Les lois de la physique et de la chimie, le mouvement des corps célestes, le cycle des jours et des saisons, la nature et les caractéristiques distinctives des différentes espèces végétales et animales témoignent tous d’une complexité savante et d’interactions parfaitement orchestrées. Aucun ensemble d’une telle ampleur et aux comportements aussi hautement prévisibles sous l’effet de lois immuables ne saurait être le fruit du hasard, et encore moins d’un hasard qui se répète et se perpétue sans fin.

Qui se trouve derrière le décor et qui tire les ficelles des innombrables mécanismes qui assurent le bon fonctionnement de l’univers? Les dévas, nous expliquent les textes millénaires de l’Inde, tout comme ceux, d’ailleurs, de nombreuses autres cultures, quel que soit le nom qu’elles leur donnent. Ce qui fait de ces puissants agents de véritables divinités auxquelles beaucoup de gens rendent un culte dans le but d’obtenir d’elles différentes bénédictions.

Un culte inculte

Qu’y a-t-il de mal à solliciter les faveurs de plus grand et plus puissant que soi? A priori, rien. Alors pourquoi ce mantra de l’Isha Upanishad voue-t-il les adorateurs des dévas aux plus obscures régions de l’ignorance? Le langage est fort, mais non moins justifié.

Premièrement, comme le précise par ailleurs ce mantra, les dévas sont asambhouti, c’est-à-dire «dépendants». De qui? De leur grand patron, le Seigneur des seigneurs. Tout comme les ministres, sous-ministres et fonctionnaires subalternes d’un État se trouvent sous l’autorité ultime d’un roi, d’un président ou d’un premier ministre, les dévas dépendent entièrement de leur souverain maître. Ce que confirme le Bienheureux dans la Bhagavad-gita lorsqu’il affirme que tous les pouvoirs des dévas viennent de lui. Et contrairement à eux, lui est sambhouti – il ne dépend d’aucun supérieur.

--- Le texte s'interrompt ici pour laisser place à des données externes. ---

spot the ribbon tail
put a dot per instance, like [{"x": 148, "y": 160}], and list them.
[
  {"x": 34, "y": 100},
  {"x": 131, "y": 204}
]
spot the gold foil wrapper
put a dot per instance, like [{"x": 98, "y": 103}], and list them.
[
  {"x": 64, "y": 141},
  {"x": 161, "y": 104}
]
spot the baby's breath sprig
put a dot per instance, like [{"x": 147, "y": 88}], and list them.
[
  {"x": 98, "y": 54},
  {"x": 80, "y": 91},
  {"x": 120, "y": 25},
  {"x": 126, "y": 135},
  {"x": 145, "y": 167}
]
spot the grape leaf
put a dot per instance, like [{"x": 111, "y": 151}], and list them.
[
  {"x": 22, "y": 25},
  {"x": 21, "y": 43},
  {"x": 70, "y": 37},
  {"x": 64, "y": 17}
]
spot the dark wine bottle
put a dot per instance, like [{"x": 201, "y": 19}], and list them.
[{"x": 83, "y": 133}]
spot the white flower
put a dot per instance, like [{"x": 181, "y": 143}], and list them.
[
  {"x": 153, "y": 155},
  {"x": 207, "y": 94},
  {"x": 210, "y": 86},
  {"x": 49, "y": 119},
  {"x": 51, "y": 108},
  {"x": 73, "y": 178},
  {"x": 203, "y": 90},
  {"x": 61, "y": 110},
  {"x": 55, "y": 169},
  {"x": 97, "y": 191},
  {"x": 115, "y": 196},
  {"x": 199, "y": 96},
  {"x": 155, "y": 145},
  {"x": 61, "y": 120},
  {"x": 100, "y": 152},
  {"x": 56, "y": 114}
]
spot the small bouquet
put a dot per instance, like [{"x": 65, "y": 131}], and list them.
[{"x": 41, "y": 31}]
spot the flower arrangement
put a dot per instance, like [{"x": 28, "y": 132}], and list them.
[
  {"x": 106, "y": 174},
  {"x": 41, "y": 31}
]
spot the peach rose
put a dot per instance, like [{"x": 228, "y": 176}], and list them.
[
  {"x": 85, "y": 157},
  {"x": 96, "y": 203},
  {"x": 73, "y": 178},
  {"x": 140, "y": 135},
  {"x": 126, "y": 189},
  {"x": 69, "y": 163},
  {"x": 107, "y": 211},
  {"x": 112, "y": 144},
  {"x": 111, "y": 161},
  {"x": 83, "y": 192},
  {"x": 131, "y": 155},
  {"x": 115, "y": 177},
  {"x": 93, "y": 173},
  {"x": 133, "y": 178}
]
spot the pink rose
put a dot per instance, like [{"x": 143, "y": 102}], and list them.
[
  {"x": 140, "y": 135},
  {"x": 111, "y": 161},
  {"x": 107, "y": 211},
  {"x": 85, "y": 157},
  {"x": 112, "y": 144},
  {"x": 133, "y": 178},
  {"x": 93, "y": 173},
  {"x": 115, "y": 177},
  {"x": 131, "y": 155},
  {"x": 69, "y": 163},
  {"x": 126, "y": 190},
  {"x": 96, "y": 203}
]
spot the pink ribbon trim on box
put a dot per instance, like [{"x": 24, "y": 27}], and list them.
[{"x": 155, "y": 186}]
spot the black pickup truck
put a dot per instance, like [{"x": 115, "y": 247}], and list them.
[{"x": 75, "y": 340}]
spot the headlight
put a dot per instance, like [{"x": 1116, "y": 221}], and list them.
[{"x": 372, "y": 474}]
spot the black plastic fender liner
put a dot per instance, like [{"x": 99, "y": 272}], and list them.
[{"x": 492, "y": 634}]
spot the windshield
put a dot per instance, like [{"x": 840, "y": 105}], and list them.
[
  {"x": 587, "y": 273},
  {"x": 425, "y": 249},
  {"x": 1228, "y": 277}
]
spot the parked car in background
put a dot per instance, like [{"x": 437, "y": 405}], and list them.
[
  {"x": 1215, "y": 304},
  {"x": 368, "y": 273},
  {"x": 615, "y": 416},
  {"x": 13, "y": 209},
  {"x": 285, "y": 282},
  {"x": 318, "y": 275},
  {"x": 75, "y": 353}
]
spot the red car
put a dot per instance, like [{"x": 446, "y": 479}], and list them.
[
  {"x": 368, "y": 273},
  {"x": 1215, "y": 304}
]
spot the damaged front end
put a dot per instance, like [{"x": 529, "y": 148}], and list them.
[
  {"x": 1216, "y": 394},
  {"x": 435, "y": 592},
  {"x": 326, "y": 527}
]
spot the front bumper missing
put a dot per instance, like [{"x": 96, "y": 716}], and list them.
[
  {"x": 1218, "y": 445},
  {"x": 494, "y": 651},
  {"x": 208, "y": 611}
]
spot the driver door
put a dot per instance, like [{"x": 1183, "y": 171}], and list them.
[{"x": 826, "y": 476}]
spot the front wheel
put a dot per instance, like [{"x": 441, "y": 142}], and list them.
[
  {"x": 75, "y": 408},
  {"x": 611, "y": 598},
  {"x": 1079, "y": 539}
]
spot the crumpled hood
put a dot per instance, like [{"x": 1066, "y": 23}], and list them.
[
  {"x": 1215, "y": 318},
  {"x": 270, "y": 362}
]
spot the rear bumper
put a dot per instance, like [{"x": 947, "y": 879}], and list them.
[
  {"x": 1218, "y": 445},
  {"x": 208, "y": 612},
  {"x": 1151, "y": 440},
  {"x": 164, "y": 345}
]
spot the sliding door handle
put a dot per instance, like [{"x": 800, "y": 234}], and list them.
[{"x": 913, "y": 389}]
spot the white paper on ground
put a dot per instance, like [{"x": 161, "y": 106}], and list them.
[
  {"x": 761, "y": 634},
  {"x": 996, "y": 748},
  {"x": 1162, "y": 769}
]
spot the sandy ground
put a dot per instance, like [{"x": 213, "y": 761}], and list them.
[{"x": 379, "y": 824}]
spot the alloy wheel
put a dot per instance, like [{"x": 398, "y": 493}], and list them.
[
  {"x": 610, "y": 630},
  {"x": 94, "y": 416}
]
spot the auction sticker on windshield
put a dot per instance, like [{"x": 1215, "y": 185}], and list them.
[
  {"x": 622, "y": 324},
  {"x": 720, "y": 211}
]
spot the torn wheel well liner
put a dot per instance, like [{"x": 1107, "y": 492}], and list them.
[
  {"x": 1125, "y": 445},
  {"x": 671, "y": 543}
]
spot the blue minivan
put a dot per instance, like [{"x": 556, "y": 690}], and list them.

Deuxièmement, les pouvoirs des dévas, si grands soient-ils, sont limités. Aucun déva ne peut accorder à qui que ce soit quelque bienfait que ce soit au-delà de son propre champ de compétence matériel.

Troisièmement, et cet argument est sans contredit celui qui a le plus de poids, les avantages matériels qu’une personne peut tirer du culte d’un déva ne font que contribuer au prolongement de son enchaînement au cycle des morts et des renaissances. Comment? En enracinant toujours plus son identification à son corps et son attachement aux plaisirs de ce monde. Bref, en perpétuant son ignorance de son identité spirituelle, sans égard au caractère éphémère de son corps périssable et à la futilité de ses désirs par rapport à sa soif de bonheur éternel.

Adorer le néant

Qu’en est-il maintenant de l’autre forme de culte évoquée dans ce mantra? Tous les philosophes, sages et yogis cherchent à distinguer l’Absolu du relatif. Mais leurs facultés intellectuelles étant limitées, ils ne réussissent qu’à nier tout ce qui est relatif sans pouvoir définir l’Absolu de façon positive et concluante.

Ils se font ainsi leur propre idée de l’Absolu, et s’imaginent que, par opposition à tout ce qu’ils connaissent de relatif, il doit être sans forme et sans attributs. Mais lorsqu’on définit une chose comme étant le contraire d’une autre, on reste dans le domaine du relatif.

Une telle conception de l’Absolu demeure impersonnelle et le limite à son aspect diffus, omniprésent et insaisissable, que les Védas désignent du nom de Brahman. Et les personnes désireuses de transcender les dualités relatives de ce monde qui souscrivent à une telle conception de l’Absolu ne peuvent qu’aspirer à se fondre dans cette négation de tout.

Pourquoi leur sort est-il si terrible? Parce qu’en niant ainsi leur propre individualité, il se privent de tout espoir de parfaire leur évolution, de développer leur identité spirituelle et de rétablir leur relation éternelle avec le Paramatma, l’aspect localisé de l’Absolu dans le cœur de chaque être et jusque dans l’atome, de même qu’avec Bhagavan, l’aspect suprême de l’Absolu, inconcevable mais non moins personnel, omniscient et bienheureux.

Si l’Upanishad met tant d’emphase sur ces points, c’est pour éviter de laisser planer quelque doute que ce soit sur la position des dévas et la nature de l’Absolu. Les Upanishads se composent d’aphorismes très succincts, mais révélateurs de réalités et de vérités abondamment décrites et expliquées dans d’autres écrits védiques pour ceux et celles qui souhaitent en approfondir la nature et la portée.